Rate the additional features applicable to your engine
We asked participants to consider the following:
- Web services, monitoring, security applications, etc.
- How complex of a task was it to implement these features?
0% – Poor
100% – Excellent
- Corepoint 92%
- Ensemble 84%
- Rhapsody 82%
- Cloverleaf 80%
- Mirth 72%
Expand to read user comments
Corepoint
- Mobile monitoring/troubleshooting (i.e. cycling interfaces) is a god send.
- We’ve developed complex monitoring and alerting capabilities for our interfaces using Corepoint’s highly customizable alerting framework. In addition to the standard error and queue depth, alert logging, and email notifications, we have some interfaces trigger connection restarts and even e-mail peer vendors’ technical support services upon connectivity loss. All were fairly straightforward to implement and easily managed.
- Monitoring is very easy. Can set up alerts based on connectivity, queue size, etc. as well as errors.
Cloverleaf
- I hear that there are modules that make this process better, but the core engine isn’t the best at monitoring, alerts, etc.
- Quite frankly, we don’t. We create our own. Too expensive. We have looked at these options in the past, but the salespeople don’t understand our needs and are just trying to make a big sale. This is certainly an area of weakness.
- Expensive and there is a learning curve to implement.
Rhapsody
- There are still configurations that you need to learn, but much easier than trying to build something outside of the tool.
- Web services support is very good for SOAP web services.
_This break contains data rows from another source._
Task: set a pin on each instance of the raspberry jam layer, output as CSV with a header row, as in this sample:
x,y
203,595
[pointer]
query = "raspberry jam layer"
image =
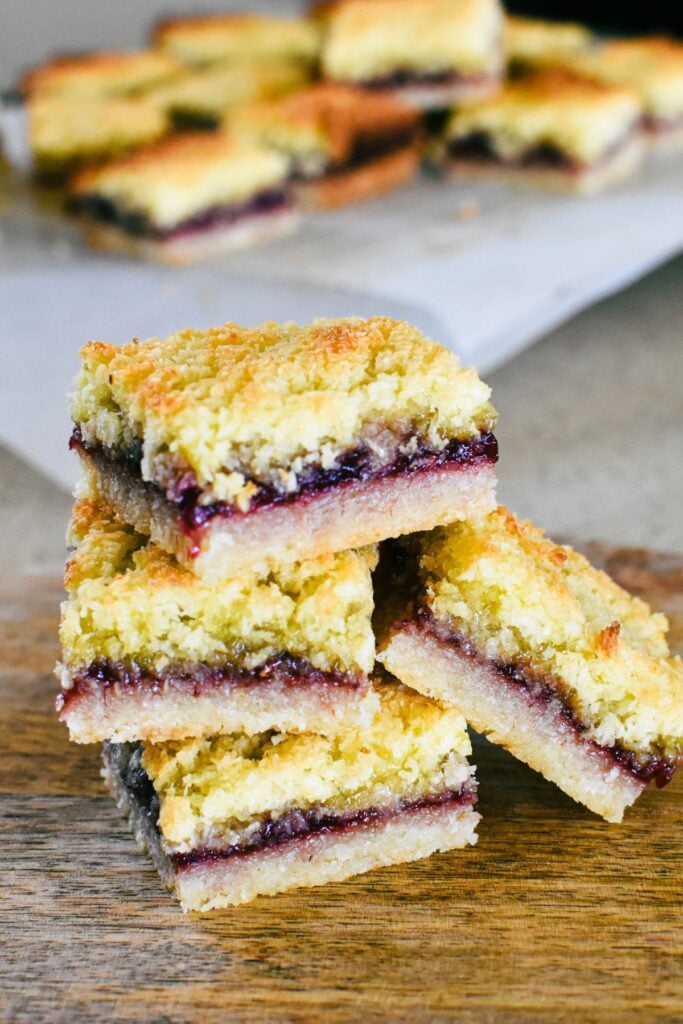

The monitoring of multiple instances needs to be added.
- Complexity varies according to the task, but is mostly due to the complexity of the underlying service rather than the engine’s implementation of it.
- Not difficult, and simpler with these features all in the tool rather than various utilities and applications.
Mirth
- The Mirth interface seems fairly vanilla in terms of additional features.
- Web services are easy, monitoring and security are very hard.
- The open source platform allows for a more robust set of features that are constantly being adding to and approved upon.
Ensemble
- All of these items are doable, but each one comes with their own challenge. Calling web services as a client is rather easy, but setting up a web service server is difficult if the vendor requires us to tweak it for them. Monitoring is great, but if you want to create a role that has limited access it is always possible, but requires you to go very granular.
- Monitoring of interfaces is a crude process of building out additional interfaces and routing messages from each component monitored. It SHOULD be integrated into the software such that a list of ALL interfaces display, giving a choice for monitoring multiple errors and then can be turned on/off at will with a click. Still much to be desired in the monitoring of interfaces. This one thing could be the number two thing currently needing improvement. The ability to build mapping tables is number one. I have not dealt with building/using web services. The security seems adequate.
- The stuff we have done has not been an issue.